CDI leaders reflect on five years at Washington University, discuss plans for future

| News Editor

The Center for Diversity and Inclusion celebrated its fifth anniversary, with a ceremony in Tisch Commons, concluding Washington University’s Day of Dialogue & Action Feb. 19.

Photo by Curran Neenan

Since its foundation in 2014, the CDI has advocated for underrepresented and marginalized groups on campus by facilitating workshops and dialogues, providing resources and hosting events.

The current director and two former directors of the CDI attended the ceremony, using the event as an opportunity to reflect with students on the center’s history as well as its future at the University.

“We are asking these three questions tonight: How did we get here, what does it mean to be here and where do we go from here, which is kind of the perfect segue of the five-year commemoration, right?” CDI Dean Mark Kamimura-Jimenez said. “Thinking about where it’s been and where it is and where we’re going to go.”

The CDI’s first director, Dr. LaTanya Buck, who currently holds an equivalent position at Princeton University, discussed the process through which the CDI initially established its core principles.

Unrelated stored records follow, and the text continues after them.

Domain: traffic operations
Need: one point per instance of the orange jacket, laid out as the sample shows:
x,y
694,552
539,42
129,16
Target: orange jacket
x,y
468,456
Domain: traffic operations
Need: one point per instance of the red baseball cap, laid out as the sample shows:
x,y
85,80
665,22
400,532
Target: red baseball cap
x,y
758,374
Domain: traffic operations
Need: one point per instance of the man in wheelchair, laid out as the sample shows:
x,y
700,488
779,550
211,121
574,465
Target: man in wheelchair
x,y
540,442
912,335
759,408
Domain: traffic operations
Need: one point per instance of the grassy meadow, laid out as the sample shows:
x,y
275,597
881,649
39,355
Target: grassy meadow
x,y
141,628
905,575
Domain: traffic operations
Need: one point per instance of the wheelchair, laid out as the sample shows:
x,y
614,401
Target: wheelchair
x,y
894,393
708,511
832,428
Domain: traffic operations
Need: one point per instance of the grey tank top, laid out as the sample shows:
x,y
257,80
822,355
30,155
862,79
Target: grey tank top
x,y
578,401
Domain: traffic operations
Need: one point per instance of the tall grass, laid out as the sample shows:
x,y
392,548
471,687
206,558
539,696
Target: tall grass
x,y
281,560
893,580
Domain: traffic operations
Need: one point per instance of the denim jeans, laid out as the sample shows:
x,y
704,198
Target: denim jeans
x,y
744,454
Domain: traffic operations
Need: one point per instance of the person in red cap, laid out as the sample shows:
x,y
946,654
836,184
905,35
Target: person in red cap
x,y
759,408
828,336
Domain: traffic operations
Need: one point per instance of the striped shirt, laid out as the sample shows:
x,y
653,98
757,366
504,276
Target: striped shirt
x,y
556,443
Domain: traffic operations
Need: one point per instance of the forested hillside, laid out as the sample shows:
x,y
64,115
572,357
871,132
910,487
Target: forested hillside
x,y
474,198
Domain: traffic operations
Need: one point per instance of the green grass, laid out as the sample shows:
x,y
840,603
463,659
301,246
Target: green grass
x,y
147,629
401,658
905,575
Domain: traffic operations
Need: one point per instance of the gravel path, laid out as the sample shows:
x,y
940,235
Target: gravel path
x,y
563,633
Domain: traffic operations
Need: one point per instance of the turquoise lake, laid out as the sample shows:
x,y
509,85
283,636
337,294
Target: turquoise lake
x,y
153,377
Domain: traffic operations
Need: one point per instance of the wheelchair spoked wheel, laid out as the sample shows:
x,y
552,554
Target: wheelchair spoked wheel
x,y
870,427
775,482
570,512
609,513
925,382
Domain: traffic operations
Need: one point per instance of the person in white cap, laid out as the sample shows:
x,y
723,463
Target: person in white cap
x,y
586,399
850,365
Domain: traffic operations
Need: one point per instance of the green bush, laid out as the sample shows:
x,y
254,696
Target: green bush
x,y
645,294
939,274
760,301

“There had never been an infrastructure around diversity and inclusion in terms of a central space,” Buck said. “So the first few years we spent a lot of time…thinking about a strategic plan, strategic goals, directions like: What are we here to do? Who do we serve? What does that look like?”

One major part of this discussion was how the CDI should be available to different demographic groups on campus.

“[This] was a question that came up a lot actually,” Buck said. “Is it for undergraduate students? Is it for graduate students? Is it just for students of color or students who are of certain identities? And at that time, the answer for me was that in many ways it’s both. It’s for…diversity and inclusion is for all students. However, there are times when it is certainly appropriate to target specific student populations or communities around certain efforts based on whatever the needs are.”

During its first year, the CDI was presented with the complex challenge of responding to the shooting of Michael Brown and the civil unrest that followed his death.

“At that time, during that first year, we really had to pivot and really attend to the needs of students and what those needs were on campus…[The center] served as a support-like structure when students needed to engage and to talk and to process,” Buck said. “We actually had opportunities where we invited in some local young people within the community to come to the center and talk to Wash. U. students about their engagement, about their perspective, about their experiences within St. Louis.”

After cementing its core values during its early years, the CDI continued to expand its role on campus under the leadership of Dr. Emelyn dela Pena, who succeeded Buck in 2016. Dela Pena also upgraded the title of the leader of the CDI from executive director to associate vice chancellor, adding to the prestige of the office. Over the next few years, the CDI’s physical office moved from Olin Library to the third floor of the DUC, then to its current location on the second floor of the DUC.

“I think something about the space is important, like where the Center for Diversity and Inclusion is on campus,” Buck said. “And the fact that it has a premier space…is very important so that everyone, all of the student community can see diversity and inclusion as a part of the fabric of the educational experience here.”

In addition, the CDI’s growing staff allowed it to expand the center’s role on campus by adding an Office of Religious, Spiritual and Ethical life and offering training and workshops to various members of the University’s staff and faculty in topics ranging from “culture and communication” to “navigating triggers.”

Looking forward, Kamimura-Jimenez hopes to continue this trend of growth by coming up with new initiatives for the center.

“We’re going to continue the intergroup dialogue program that was developed under Emelyn [dela Pena]’s tenure,” Kamimura said. “But also thinking about new ways that students’ identities need to be supported within the CDI and also thinking about our presence as an innovative space for identity and inclusion.”

However, dela Pena maintains that the most important goal for the CDI should be to continue to remain accessible and approachable for all students, citing her own close connections with many students during her time at the University.

“Even at a level of associate vice chancellor, I had personal relationships with students. I saw them every day that they engaged with me, that they invited me to watch TV with them in the CDI that they would share with me, their plans for after this place,” dela Pena said. “They would share with me their favorite TV shows and get me to start binge-watching stuff on Netflix, and so that kind of relationship building with students really engenders a lot of trust and helps us to do our work better.”

Whatever direction the center decides to take, dela Pena is confident that the CDI’s future is bright.

“I’m looking forward to seeing the 10-year anniversary and all the wonderful things that are going to happen,” she said.